SOCIETE WHITE ROCK, SAS SAMSUNG ELECTRONICS France, vs SAS VERY FRET SAS VERY FRET vs SASU TAB 89 RG J2023000305 - jugement du 27/03/2025 - chambre 1-7
Mots-clés :
TRANSPORTS / Routier
Points de droit :
Faute inexcusable du transporteur : critères – conséquence.
La société SAMSUNG ELECTRONICS France, ci-après SAMSUNG, assurée auprès de la compagnie WHITE ROCK, a confié à la société VERY FRET, en sa qualité de commissionnaire de transport, l’acheminement de téléviseurs à enlever chez son prestataire logistique.
La société VERY FRET a affrété la société TAB 89 pour procéder au transport.
Alors que le camion était stationné en cours de voyage sur un site où la société TAB 89 dispose de trois emplacements pris à bail, la marchandise a été volée dans le camion.
SAMSUNG a été intégralement indemnisée de son préjudice, estimé à la somme de 100 314,46 €, par son assureur qui se déclare subrogé dans ses droits.
WHITE ROCK n’ a été indemnisé ni par le commissionnaire VERY FRET, ni par l’assureur de ce dernier AXA, ni par le transporteur TAB 89.
C’est ainsi que se présente le litige.
Le tribunal, en premier lieu, constate que l’indemnisation de SAMSUNG par son assureur a été totale, que SAMSUNG n’a plus d’intérêt à agir dans la présente cause, et que WHITE ROCK est valablement subrogée dans les droits de SAMSUNG.
Le tribunal retient que le transporteur a une obligation de résultat et est donc responsable de la perte de la marchandise, mais il convient de déterminer si celui-ci a commis une faute inexcusable, seule susceptible d’écarter les limitations légales des indemnités à la charge du transporteur.
Le code de commerce (article L.133-8) définit comme inexcusable « la faute délibérée qui implique la conscience de la probabilité du dommage et son acceptation téméraire sans raison valable » ; le tribunal note que rien ne permet de caractériser une faute délibérée car, si le semi-remorque devait être stationné dans un lieu sécurisé et gardienné, tel était bien le cas.

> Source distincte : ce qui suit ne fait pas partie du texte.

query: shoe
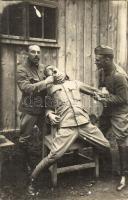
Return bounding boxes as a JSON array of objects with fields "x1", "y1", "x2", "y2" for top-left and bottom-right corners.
[
  {"x1": 116, "y1": 182, "x2": 126, "y2": 191},
  {"x1": 27, "y1": 184, "x2": 39, "y2": 196},
  {"x1": 27, "y1": 179, "x2": 39, "y2": 196}
]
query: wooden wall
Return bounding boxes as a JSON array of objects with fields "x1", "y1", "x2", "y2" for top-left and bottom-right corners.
[
  {"x1": 58, "y1": 0, "x2": 128, "y2": 113},
  {"x1": 0, "y1": 0, "x2": 128, "y2": 131}
]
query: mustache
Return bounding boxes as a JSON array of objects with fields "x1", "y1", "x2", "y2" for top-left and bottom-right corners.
[{"x1": 34, "y1": 56, "x2": 40, "y2": 61}]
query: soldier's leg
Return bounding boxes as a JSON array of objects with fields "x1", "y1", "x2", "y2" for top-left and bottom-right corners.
[
  {"x1": 116, "y1": 137, "x2": 128, "y2": 191},
  {"x1": 19, "y1": 113, "x2": 38, "y2": 144},
  {"x1": 36, "y1": 114, "x2": 47, "y2": 157},
  {"x1": 31, "y1": 127, "x2": 78, "y2": 179},
  {"x1": 28, "y1": 127, "x2": 78, "y2": 195},
  {"x1": 106, "y1": 128, "x2": 120, "y2": 175},
  {"x1": 79, "y1": 122, "x2": 110, "y2": 149},
  {"x1": 19, "y1": 113, "x2": 38, "y2": 172}
]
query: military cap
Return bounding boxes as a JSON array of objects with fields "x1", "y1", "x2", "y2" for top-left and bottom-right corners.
[{"x1": 94, "y1": 45, "x2": 114, "y2": 55}]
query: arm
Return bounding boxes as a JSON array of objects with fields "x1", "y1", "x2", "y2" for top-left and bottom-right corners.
[
  {"x1": 77, "y1": 81, "x2": 104, "y2": 97},
  {"x1": 102, "y1": 74, "x2": 128, "y2": 106},
  {"x1": 17, "y1": 67, "x2": 53, "y2": 94}
]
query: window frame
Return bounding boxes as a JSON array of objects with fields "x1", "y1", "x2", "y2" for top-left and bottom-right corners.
[{"x1": 0, "y1": 0, "x2": 58, "y2": 46}]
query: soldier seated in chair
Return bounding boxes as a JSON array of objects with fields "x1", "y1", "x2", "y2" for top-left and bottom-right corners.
[{"x1": 28, "y1": 65, "x2": 110, "y2": 196}]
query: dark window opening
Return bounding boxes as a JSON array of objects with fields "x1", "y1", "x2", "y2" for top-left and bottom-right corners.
[
  {"x1": 1, "y1": 6, "x2": 9, "y2": 34},
  {"x1": 9, "y1": 5, "x2": 23, "y2": 36},
  {"x1": 1, "y1": 2, "x2": 57, "y2": 41},
  {"x1": 44, "y1": 7, "x2": 56, "y2": 39},
  {"x1": 1, "y1": 4, "x2": 23, "y2": 36},
  {"x1": 29, "y1": 5, "x2": 42, "y2": 38}
]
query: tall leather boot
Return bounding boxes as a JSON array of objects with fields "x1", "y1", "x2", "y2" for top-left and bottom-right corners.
[
  {"x1": 19, "y1": 143, "x2": 32, "y2": 175},
  {"x1": 116, "y1": 145, "x2": 127, "y2": 191},
  {"x1": 118, "y1": 145, "x2": 127, "y2": 176},
  {"x1": 28, "y1": 157, "x2": 54, "y2": 196},
  {"x1": 27, "y1": 177, "x2": 39, "y2": 196},
  {"x1": 32, "y1": 156, "x2": 53, "y2": 179}
]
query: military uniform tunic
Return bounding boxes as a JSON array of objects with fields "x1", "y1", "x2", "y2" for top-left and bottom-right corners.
[
  {"x1": 101, "y1": 66, "x2": 128, "y2": 140},
  {"x1": 17, "y1": 61, "x2": 47, "y2": 145},
  {"x1": 46, "y1": 80, "x2": 110, "y2": 161}
]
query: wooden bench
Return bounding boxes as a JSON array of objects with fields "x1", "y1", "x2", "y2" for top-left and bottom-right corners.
[
  {"x1": 44, "y1": 130, "x2": 99, "y2": 187},
  {"x1": 0, "y1": 136, "x2": 14, "y2": 183}
]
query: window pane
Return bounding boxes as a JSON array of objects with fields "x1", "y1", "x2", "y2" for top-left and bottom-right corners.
[
  {"x1": 44, "y1": 7, "x2": 56, "y2": 39},
  {"x1": 9, "y1": 4, "x2": 23, "y2": 36},
  {"x1": 1, "y1": 3, "x2": 23, "y2": 36},
  {"x1": 29, "y1": 5, "x2": 42, "y2": 38},
  {"x1": 1, "y1": 6, "x2": 9, "y2": 34}
]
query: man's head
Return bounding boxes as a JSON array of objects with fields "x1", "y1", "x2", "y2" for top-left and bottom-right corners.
[
  {"x1": 28, "y1": 45, "x2": 41, "y2": 66},
  {"x1": 44, "y1": 65, "x2": 58, "y2": 77},
  {"x1": 94, "y1": 45, "x2": 114, "y2": 71},
  {"x1": 44, "y1": 65, "x2": 68, "y2": 83}
]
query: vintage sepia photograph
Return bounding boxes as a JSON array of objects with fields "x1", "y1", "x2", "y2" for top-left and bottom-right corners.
[{"x1": 0, "y1": 0, "x2": 128, "y2": 199}]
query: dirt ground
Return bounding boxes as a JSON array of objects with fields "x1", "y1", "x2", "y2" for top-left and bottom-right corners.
[
  {"x1": 1, "y1": 160, "x2": 128, "y2": 200},
  {"x1": 1, "y1": 134, "x2": 127, "y2": 200}
]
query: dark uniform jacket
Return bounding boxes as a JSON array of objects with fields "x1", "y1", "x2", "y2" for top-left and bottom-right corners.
[
  {"x1": 17, "y1": 61, "x2": 47, "y2": 115},
  {"x1": 100, "y1": 65, "x2": 128, "y2": 139},
  {"x1": 103, "y1": 66, "x2": 128, "y2": 115}
]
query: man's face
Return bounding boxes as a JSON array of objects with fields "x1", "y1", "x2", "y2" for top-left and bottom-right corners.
[
  {"x1": 95, "y1": 54, "x2": 106, "y2": 70},
  {"x1": 45, "y1": 66, "x2": 65, "y2": 82},
  {"x1": 28, "y1": 45, "x2": 41, "y2": 65},
  {"x1": 45, "y1": 66, "x2": 58, "y2": 77}
]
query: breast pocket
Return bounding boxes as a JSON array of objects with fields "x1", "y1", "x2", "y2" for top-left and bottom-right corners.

De même, rien ne permet de caractériser une faute inexcusable dans la mesure où le transporteur pouvait ignorer la valeur de la marchandise transportée car la seule indication qui lui a été fournie était « marchandise sensible » ; il ne peut être retenu que le transporteur avait conscience de la probabilité du dommage puisqu’il ignorait la valeur de la marchandise transportée.
Enfin, pour être inexcusable, l’acceptation du risque du dommage entraîné par la faute doit avoir été téméraire et, dans le cas présent, le transporteur n’a pas pris de risque de manière téméraire puisque le site où il s’est arrêté lui était connu et qu’il y faisait régulièrement halte.
Le tribunal retient que TAB 89 n’a pas commis de faute inexcusable et qu’en conséquence l’application des plafonds d’indemnisation pour la réparation du dommage subi, soit la somme de 9 000 €, est déterminée par le contrat type des transports publics en l’absence de contrat de transport spécifique.
Enfin, le commissionnaire VERY FRET est responsable de sa faute personnelle éventuelle comme de celle de ses substitués. Le commissionnaire a sous-traité le transport à TAB 89 en transmettant les directives fournies par SAMSUNG et en agissant conformément au contrat cadre qui le lie à SAMSUNG ; aucune faute personnelle ne peut donc être retenue. Néanmoins, VERY FRET supporte la même responsabilité que son substitué TAB 89.
Le tribunal condamne solidairement TAB 89, VERY FRET et AXA à payer à WHITE ROCK la somme de 9 000 €.